Nach einem Überfall auf einem Berliner U-Bahnhof hat sich das Leben eines 34-jährigen Familienvaters für immer verändert. Am Donnerstag hat nun das Berliner Landgericht die vier jugendlichen Täter zu Strafen von dreieinhalb bis fünf Jahren Haft verurteilt.

Sie hatten ihr Opfer geschlagen, getreten und eine Treppe hinuntergestürzt. Als sich der Mann hilflos am Boden zusammengekauert hatte, traf ihn mit voller Wucht eine Flasche am Kopf. Mit einem Schädelbruch und Hirnblutungen kam er in eine Klinik.

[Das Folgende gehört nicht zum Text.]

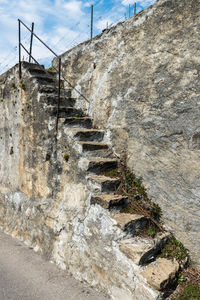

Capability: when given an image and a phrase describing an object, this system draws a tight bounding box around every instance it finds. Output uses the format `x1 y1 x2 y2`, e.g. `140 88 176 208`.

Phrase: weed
172 284 200 300
178 275 185 283
47 67 53 72
159 236 189 264
0 98 3 102
20 82 25 90
63 152 69 162
11 83 16 89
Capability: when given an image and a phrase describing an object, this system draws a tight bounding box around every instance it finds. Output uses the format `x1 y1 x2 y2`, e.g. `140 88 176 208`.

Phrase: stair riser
34 77 55 85
74 131 104 142
40 96 75 107
125 218 149 236
39 86 71 97
48 108 82 118
87 161 118 174
87 179 120 194
91 196 129 210
64 119 93 129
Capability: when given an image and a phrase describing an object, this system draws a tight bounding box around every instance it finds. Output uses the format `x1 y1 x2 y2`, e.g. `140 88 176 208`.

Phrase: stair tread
78 141 108 146
92 194 127 202
139 258 179 291
88 157 117 162
68 129 103 133
119 232 170 265
111 213 146 228
91 193 128 209
88 175 120 183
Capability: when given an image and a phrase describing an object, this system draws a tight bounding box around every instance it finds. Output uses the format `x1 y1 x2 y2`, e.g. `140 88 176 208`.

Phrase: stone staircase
23 62 183 299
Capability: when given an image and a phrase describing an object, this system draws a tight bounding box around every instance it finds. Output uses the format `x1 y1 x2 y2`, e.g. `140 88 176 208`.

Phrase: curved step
139 258 179 291
91 194 129 209
119 232 170 265
87 175 120 193
111 213 149 235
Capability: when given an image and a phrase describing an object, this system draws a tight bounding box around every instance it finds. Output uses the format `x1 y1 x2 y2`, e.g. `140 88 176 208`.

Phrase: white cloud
122 0 156 6
64 1 83 15
96 18 113 31
0 0 157 74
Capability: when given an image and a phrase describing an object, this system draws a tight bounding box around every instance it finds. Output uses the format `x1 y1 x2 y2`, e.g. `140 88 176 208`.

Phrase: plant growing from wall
63 152 69 162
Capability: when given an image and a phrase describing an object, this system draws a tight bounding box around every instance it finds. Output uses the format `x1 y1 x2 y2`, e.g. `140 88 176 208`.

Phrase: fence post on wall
129 4 131 18
18 19 22 79
91 5 93 39
134 3 137 16
29 22 34 63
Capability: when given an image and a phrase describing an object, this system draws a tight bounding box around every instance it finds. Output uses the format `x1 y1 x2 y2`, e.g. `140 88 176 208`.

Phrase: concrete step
22 62 45 71
91 194 129 210
87 175 120 193
28 68 57 77
85 158 118 174
69 129 104 142
111 213 149 235
78 142 108 152
38 85 71 97
139 258 179 291
62 117 93 129
78 142 112 157
39 94 76 107
47 106 82 118
119 232 170 266
32 74 55 84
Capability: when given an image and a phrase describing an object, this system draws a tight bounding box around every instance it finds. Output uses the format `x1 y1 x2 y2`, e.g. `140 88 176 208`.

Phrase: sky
0 0 156 74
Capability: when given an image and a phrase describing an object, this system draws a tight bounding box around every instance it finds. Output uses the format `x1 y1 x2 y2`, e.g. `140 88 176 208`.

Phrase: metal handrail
18 19 61 136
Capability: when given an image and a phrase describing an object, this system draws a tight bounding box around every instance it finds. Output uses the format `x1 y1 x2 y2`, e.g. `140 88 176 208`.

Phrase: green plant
178 274 185 283
11 83 16 89
172 284 200 300
47 67 53 71
63 152 69 162
20 82 25 90
147 229 156 238
0 98 3 102
9 133 12 137
159 236 189 264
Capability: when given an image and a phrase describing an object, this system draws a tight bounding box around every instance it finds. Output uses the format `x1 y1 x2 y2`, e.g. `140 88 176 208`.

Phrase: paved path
0 230 109 300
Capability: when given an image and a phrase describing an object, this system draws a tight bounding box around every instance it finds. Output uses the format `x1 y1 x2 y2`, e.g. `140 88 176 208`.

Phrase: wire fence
0 2 146 75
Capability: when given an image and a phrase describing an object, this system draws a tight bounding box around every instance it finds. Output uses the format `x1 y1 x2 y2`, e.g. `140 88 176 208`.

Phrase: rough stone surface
140 258 179 291
0 63 162 299
55 0 200 265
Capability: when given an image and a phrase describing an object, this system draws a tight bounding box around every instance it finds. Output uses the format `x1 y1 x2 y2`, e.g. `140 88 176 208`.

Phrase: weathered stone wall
56 0 200 265
0 64 163 300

"Öffentliche Verkehrsmittel sind kein Kriegsschauplatz für junge Männer, überschießende Aggressionen auszuleben", begründete Richter Kai Dieckmann sein "hartes Urteil". Bei einer so schwerwiegenden Tat sei es geboten, den Angeklagten schmerzhaft klarzumachen, dass sie Grundregeln der Gesellschaft missachtet haben. Die von der Verteidigung beantragte Bewährung sei trotz Reue und Ansätzen zur Wiedergutmachung mit Schmerzensgeldzahlungen nicht möglich.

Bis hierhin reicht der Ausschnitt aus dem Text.